Raj is the only one of the four guys who after 230 episodes still doesn’t have a steady girlfriend. All the others have had their long-term partners join the main cast. I don’t think it’s a coincidence that the character most ridiculed for being the most unmanly in a group of men specifically coded to be unmanly, is also the only man of color on the show. As such Raj fits neatly into Hollywood’s long-running tradition of mocking and diminishing the sexuality of asian men.
At times Raj seems comfortable with his softer, more effeminate, version of manhood but the show and the other male characters are not. And they let Raj, and us as the audience, know that there’s something wrong with him for not being manly enough every chance they get.
In her 1995 book “Masculinities,” R.W. Connell lays out the theory that there’s not just one form of masculinity but rather many different forms of manhood that all exist within a hierarchy.
The white heterosexual hypermasculine ideal is at the top of that hierarchy and then all other forms of masculinity are then made subordinate to it. Forms of manhood that are in any way associated with homosexuality or femininity are pushed further down in the hierarchy. This hierarchical structure then creates a social system wherein men are encouraged to compete with other men for status and dominance, even within their own peer-groups and subcultures.
This is why even men who are bullied for not meeting the hypermasculine ideal often feel that the only way they can be seen as “real men” is by diminishing someone else.
The relationship dynamics between Leonard, Sheldon, Howard, and Raj provides us with a microcosm of how this hierarchy of masculinities works. Practically every aspect of their friendship, from the personal to the professional, revolves around competition. In fact they’re lives are defined by a never ending game of one-upmanship.
On The Big Bang Theory, just like in the real world, women are often leveraged as a symbol of status within groups of male friends. The show consistently frames manhood as something that’s either reaffirmed or diminished by the ability of the guys to score with women.
Whenever any one of the four nerds doesn’t have a girlfriend the others ridiculed him for it. Under the narrow constraints of hypermasculinity the only thing worse than being unable to acquire a woman, is being controlled by one.
The women on the show do occasionally join-in with the ridicule, but the vast majority of the put-downs of nerdy men don’t come from women, they come from other men. There’s an unfortunate tendency in our culture to try to pin the blame for men’s emasculation on women, but most of the time the perpetrators are men who are participating in this competition for dominance. And in so doing they become complicit in the very structures that harm and exclude them.

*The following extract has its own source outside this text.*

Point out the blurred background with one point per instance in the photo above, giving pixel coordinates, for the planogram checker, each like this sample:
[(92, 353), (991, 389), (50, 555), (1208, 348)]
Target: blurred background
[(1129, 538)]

All of this competitive and anti-feminine behavior is framed by the show as harmless, as good natured fun, as normal and natural and inevitable for men. But the reality is that the social pressures that society places on men to engage in this hypermasculine competition is anything but harmless. It can be dangerous for men and those around them, both in terms of physical health and emotional wellbeing. It makes it difficult, if not impossible, for straight men to be vulnerable and caring with others, which in turn makes it very hard to build close supportive friendships with women, and with other men.
But unlike Leonard, Sheldon, Howard, and Raj who are locked into a perpetual competition by their writers, men in the real world have a choice. We can choose to reject the battle for dominance and instead embrace empathic and supportive forms of manhood.